We Tested 54 MCP Servers. Here's What Breaks.

We scanned 54 MCP servers from Anthropic, Google, Microsoft, Mozilla, Sentry, Grafana, and AWS with mcp-assert. 20 bugs across 9 servers. The most common pattern: servers crash instead of returning errors agents can recover from.

I started scanning MCP servers because I wanted to know if they actually work. Not “does the demo run in MCP Inspector” but “what happens when an agent sends bad input at 2am in CI.”

The answer, for a surprising number of servers: they crash.

The Tool

mcp-assert is the testing tool I built for this. It connects to any MCP server over stdio, SSE, or HTTP, calls tools with known inputs, and asserts the results. Define assertions in YAML, run them in CI. One Go binary, works with servers in any language.

The zero-config version:

1
mcp-assert audit --server "npx my-mcp-server"

This connects, discovers every tool via tools/list, generates inputs from JSON Schema, calls each one, and reports which tools are healthy vs. which crash. No YAML, no setup.

For CI regression testing, you write YAML assertions:

 1
 2
 3
 4
 5
 6
 7
 8
 9
10
11
name: read_query returns rows from users table
server:
  command: uvx
  args: [mcp-server-sqlite, --db-path, "{{fixture}}/test.db"]
assert:
  tool: read_query
  args:
    query: "SELECT * FROM users"
  expect:
    not_error: true
    contains: ["alice", "bob"]

536 assertions across 54 servers, 7 languages, 3 transports.
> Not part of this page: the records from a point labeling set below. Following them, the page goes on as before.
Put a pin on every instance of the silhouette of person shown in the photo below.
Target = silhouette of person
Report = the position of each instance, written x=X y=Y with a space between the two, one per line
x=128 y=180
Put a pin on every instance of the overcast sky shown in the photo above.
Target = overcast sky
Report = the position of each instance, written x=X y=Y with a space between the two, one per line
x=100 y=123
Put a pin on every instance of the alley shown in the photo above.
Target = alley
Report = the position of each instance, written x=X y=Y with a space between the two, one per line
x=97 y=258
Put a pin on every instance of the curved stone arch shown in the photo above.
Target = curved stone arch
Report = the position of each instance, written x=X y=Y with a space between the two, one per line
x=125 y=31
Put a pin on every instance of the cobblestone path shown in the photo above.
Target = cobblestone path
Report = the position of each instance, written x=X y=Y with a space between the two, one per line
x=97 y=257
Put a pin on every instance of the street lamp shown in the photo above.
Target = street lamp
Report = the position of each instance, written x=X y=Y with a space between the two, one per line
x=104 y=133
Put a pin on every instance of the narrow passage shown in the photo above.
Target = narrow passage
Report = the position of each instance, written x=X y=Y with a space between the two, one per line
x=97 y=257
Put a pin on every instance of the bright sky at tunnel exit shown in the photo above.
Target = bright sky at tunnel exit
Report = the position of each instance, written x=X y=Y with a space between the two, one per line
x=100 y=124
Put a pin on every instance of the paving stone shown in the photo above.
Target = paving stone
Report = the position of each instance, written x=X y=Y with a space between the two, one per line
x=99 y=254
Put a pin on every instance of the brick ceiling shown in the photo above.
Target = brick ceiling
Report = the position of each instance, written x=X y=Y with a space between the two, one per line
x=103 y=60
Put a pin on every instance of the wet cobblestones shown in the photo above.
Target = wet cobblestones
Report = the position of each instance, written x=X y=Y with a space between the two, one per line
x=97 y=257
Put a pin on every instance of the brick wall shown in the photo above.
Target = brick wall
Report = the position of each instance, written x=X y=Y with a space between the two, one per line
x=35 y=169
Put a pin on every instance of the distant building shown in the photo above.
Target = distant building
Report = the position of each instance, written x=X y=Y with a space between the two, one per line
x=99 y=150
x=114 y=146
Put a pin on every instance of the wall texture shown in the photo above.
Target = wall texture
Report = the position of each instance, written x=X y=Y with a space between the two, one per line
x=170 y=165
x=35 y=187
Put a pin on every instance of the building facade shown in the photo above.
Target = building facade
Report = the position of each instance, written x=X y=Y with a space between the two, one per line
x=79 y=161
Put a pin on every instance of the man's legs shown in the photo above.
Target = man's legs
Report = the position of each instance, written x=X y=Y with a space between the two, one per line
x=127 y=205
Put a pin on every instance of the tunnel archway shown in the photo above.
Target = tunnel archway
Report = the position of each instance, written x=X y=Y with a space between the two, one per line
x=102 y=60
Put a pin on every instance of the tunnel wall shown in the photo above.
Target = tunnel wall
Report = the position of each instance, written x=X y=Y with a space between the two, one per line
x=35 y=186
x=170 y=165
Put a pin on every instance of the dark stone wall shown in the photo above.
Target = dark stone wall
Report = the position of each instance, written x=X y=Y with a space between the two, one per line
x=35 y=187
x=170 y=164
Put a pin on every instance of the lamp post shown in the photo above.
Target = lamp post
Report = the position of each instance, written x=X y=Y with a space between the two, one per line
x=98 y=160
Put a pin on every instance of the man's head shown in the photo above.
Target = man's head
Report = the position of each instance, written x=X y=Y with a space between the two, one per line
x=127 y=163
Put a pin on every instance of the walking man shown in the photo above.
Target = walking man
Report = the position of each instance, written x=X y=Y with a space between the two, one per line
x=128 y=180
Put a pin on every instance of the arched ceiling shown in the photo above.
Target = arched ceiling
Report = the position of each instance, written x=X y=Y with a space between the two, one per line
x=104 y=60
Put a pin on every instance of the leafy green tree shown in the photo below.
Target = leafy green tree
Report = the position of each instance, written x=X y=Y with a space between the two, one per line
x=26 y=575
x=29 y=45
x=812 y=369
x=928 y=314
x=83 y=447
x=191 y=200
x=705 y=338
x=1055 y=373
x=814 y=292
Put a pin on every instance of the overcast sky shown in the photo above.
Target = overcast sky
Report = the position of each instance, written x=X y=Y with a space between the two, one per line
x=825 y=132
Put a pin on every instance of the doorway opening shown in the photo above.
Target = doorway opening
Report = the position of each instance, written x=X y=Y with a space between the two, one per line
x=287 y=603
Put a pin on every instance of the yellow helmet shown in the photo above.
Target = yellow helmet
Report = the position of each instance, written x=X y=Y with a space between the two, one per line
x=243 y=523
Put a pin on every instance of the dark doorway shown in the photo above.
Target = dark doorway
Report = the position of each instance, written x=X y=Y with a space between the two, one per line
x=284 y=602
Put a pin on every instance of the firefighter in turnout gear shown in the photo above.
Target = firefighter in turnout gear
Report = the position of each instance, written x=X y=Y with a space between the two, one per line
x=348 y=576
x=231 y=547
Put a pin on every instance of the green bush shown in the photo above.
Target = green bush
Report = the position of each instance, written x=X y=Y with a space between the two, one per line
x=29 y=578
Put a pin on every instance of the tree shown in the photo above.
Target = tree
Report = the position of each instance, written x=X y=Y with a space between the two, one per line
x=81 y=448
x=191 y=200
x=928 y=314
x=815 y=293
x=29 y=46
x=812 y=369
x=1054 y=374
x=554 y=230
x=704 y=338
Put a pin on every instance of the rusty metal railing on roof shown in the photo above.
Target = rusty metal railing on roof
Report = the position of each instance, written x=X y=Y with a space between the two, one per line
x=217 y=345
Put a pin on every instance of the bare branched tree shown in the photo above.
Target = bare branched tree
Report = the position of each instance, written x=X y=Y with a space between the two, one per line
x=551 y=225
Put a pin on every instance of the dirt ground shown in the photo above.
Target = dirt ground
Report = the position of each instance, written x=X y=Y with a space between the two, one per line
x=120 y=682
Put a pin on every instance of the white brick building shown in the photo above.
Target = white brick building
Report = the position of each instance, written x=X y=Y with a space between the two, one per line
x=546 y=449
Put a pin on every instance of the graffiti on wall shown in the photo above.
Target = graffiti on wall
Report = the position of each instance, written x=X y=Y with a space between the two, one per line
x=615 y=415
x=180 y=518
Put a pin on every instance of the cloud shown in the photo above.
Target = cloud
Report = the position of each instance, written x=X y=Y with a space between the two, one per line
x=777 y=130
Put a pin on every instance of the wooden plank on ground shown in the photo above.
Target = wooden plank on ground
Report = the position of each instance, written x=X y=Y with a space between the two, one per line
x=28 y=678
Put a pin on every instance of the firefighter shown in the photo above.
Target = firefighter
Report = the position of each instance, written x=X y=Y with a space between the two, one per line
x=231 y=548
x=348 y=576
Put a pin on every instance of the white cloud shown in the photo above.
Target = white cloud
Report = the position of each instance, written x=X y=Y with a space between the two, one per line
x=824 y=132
Here’s what I found.

The Numbers

MetricCount
Servers scanned54
Languages7 (Go, TypeScript, Python, Rust, Kotlin, Swift, C#)
Transports3 (stdio, SSE, HTTP)
Total assertions546
Bugs found20 across 9 servers
Fix PRs submitted6
Fix PRs merged1 (Grafana)
Clean scans45 servers

The full scorecard is at blackwell-systems.github.io/mcp-assert/scorecard .

What Breaks

The most common failure mode is unhandled exceptions propagating as JSON-RPC -32603 internal errors instead of returning isError: true.

MCP has a deliberate distinction here. When a tool gets bad input, the server should return:

1
2
3
4
{
  "content": [{"type": "text", "text": "Invalid URL format"}],
  "isError": true
}

The agent sees isError: true, reads the message, and adjusts its approach. Maybe it fixes the URL and retries. Maybe it asks the user.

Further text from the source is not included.